Looking at the dataframe, we can conclude that naive bayes classifier, despite having the highest accuracy, is the worst at distinguishing classes (although the difference is not really significant). Random forest performance is similar to decision tree. Random forest seems to be able to distinguish whether the bank clients will subscribe to a term deposit or not slightly better than decision tree.

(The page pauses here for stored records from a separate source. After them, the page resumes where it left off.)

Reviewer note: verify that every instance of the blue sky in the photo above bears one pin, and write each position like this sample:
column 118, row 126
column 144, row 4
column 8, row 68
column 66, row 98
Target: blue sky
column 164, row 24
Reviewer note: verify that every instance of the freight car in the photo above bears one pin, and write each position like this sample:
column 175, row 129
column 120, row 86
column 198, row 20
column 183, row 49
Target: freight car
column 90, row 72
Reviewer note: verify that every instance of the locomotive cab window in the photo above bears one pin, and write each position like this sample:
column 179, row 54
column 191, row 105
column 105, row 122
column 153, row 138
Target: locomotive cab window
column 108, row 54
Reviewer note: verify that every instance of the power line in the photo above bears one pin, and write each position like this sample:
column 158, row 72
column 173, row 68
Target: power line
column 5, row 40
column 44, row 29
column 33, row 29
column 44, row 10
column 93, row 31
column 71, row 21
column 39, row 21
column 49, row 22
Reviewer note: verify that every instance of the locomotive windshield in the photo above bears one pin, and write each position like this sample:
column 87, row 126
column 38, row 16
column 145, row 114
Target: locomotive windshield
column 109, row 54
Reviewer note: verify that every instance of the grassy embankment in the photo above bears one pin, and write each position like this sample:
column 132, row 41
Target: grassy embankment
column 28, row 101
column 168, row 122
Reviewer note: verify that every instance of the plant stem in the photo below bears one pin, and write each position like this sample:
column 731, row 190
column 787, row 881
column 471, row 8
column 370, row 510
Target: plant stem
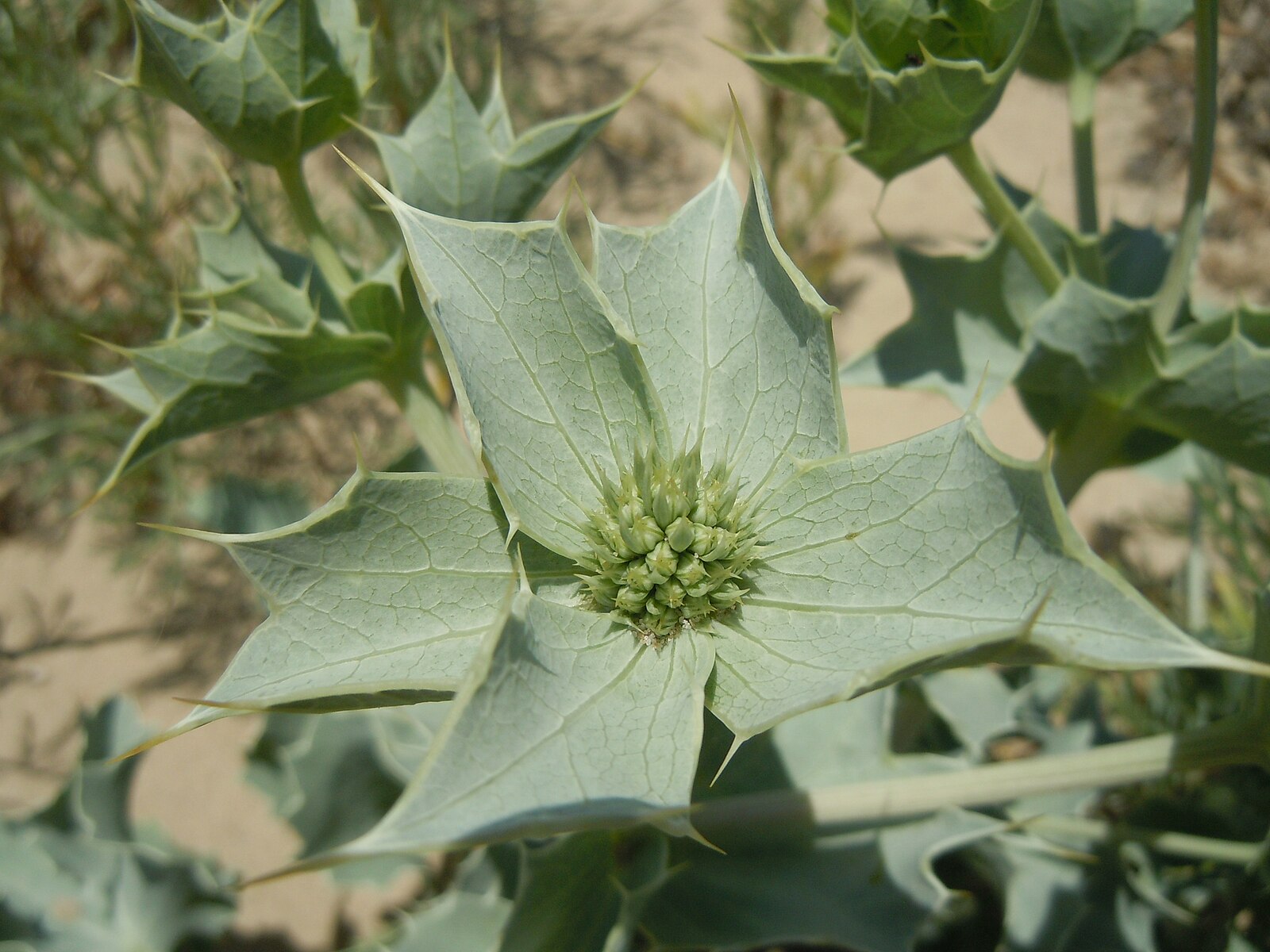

However, considering how interpretable and adaptable decision tree is, it is better to use decision tree rather than random forest classifier. Looking at the variable importance of random forest model, it can be seen that the most significant feature for detecting customer’s choice in subscribing term deposit is the contact duration. Longer contact duration might imply that the client is interested in the bank institutions’ offers.